Se, insomma, del titolo mondiale venisse insignito il corridore che in una classifica a punti per piazzamenti nelle corse disputate in un’annata invece che delegare il tutto alla vittoria in una corsa singola Cancellara sarebbe sicuramente (e già da un certo tempo) il campione in carica.
La Milano-Sanremo non ha, certo, proposto la novità di un concetto che più volte e da più parti è stato – senza fortuna – espresso ma solo una decisa conferma.
Interessi organizzativi e di comprensibilissima cassetta hanno indirizzato la scelta verso strade diverse ma la logicità di abbinare i colori di una tavolozza magica di significato ad un comportamento annuale del singolo rimane in tutta la sua interezza.
E anche alla “Sanremo” Fabian è stato il più forte riuscendo, solo con la potenza delle sue tirate, a strappare, nell’ultima parte della gara, un terzetto dal gruppo per portarlo isolato al traguardo per essere poi bruciato sotto lo striscione da un avversario di valore neppure paragonabile al suo.

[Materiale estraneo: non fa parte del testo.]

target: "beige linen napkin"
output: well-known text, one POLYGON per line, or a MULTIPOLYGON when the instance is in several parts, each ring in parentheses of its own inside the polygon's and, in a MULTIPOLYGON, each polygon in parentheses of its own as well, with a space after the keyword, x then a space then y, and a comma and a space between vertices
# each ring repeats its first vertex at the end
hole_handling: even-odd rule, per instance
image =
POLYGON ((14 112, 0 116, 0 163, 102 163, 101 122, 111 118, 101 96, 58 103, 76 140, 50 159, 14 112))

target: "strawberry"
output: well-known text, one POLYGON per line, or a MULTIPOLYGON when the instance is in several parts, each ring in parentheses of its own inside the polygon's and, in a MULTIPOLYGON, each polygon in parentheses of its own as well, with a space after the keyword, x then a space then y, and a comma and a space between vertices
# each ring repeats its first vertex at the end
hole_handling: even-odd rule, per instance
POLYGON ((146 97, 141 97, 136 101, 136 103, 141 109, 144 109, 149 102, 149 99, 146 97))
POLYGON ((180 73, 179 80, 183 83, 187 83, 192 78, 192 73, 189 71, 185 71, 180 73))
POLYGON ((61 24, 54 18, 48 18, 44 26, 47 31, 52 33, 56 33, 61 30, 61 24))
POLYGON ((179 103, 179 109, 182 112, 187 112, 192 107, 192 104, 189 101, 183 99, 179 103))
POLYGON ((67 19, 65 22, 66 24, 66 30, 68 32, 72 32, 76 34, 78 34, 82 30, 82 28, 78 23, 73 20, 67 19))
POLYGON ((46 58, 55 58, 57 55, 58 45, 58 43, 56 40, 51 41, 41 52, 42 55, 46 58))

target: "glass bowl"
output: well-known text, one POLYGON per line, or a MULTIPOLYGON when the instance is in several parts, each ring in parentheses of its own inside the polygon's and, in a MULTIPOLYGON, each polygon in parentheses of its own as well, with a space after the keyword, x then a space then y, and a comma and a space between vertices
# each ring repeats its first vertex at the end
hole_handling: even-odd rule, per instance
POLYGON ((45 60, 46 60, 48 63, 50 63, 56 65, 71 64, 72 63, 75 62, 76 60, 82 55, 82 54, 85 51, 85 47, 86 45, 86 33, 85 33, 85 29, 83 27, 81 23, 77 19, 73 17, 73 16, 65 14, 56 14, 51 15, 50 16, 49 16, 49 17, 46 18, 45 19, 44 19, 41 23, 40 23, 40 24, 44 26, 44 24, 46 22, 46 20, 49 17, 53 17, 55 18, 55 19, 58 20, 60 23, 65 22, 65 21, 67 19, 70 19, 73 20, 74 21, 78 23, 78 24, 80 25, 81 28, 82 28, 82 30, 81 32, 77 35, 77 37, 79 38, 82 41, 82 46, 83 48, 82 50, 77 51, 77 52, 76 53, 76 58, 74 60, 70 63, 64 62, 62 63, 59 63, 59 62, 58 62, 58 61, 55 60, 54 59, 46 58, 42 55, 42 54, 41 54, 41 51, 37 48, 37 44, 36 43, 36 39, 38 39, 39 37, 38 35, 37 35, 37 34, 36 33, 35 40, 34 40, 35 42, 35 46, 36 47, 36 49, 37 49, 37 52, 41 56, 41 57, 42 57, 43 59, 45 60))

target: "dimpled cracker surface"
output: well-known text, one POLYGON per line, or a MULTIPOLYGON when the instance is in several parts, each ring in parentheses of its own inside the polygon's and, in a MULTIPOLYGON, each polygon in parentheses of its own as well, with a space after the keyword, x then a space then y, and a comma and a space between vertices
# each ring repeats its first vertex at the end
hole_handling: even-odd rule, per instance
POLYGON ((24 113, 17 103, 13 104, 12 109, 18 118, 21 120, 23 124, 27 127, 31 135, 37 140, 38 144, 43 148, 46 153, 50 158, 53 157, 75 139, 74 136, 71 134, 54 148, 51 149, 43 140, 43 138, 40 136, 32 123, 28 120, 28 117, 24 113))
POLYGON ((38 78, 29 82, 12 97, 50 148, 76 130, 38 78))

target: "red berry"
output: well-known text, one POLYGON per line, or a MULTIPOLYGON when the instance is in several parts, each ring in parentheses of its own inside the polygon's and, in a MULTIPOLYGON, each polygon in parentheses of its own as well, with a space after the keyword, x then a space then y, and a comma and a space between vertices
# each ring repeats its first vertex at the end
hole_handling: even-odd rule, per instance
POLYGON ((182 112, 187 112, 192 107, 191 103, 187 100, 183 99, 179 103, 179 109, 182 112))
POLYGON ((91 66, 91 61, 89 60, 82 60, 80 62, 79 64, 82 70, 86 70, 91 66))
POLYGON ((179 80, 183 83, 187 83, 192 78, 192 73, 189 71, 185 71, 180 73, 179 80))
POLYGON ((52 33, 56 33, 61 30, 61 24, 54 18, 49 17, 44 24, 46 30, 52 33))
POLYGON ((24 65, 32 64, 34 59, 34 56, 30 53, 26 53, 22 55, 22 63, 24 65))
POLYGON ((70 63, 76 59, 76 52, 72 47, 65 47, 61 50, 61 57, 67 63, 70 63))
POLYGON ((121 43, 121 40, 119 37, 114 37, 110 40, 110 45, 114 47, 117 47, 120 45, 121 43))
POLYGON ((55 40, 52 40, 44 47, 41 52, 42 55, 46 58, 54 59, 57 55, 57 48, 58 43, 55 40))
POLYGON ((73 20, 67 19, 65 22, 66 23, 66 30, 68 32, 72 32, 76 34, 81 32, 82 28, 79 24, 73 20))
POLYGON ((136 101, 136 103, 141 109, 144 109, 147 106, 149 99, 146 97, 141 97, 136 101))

Cancellara e Nibali, quindi, ad ammainare bandiera rispetto a Gerens.
Capita. Nelle corse è sempre capitato e non si vede perché nella Sanremo non avrebbe potuto.
Ma anche si faccia una scala di valori per l’assegnazione di un titolo mondiale ancorandola alla casualità (non esclusiva ma frequente) di un’unica prova è un autentico non senso.
E la Milano-Sanremo anno 2012 ne è stata lampante esempio.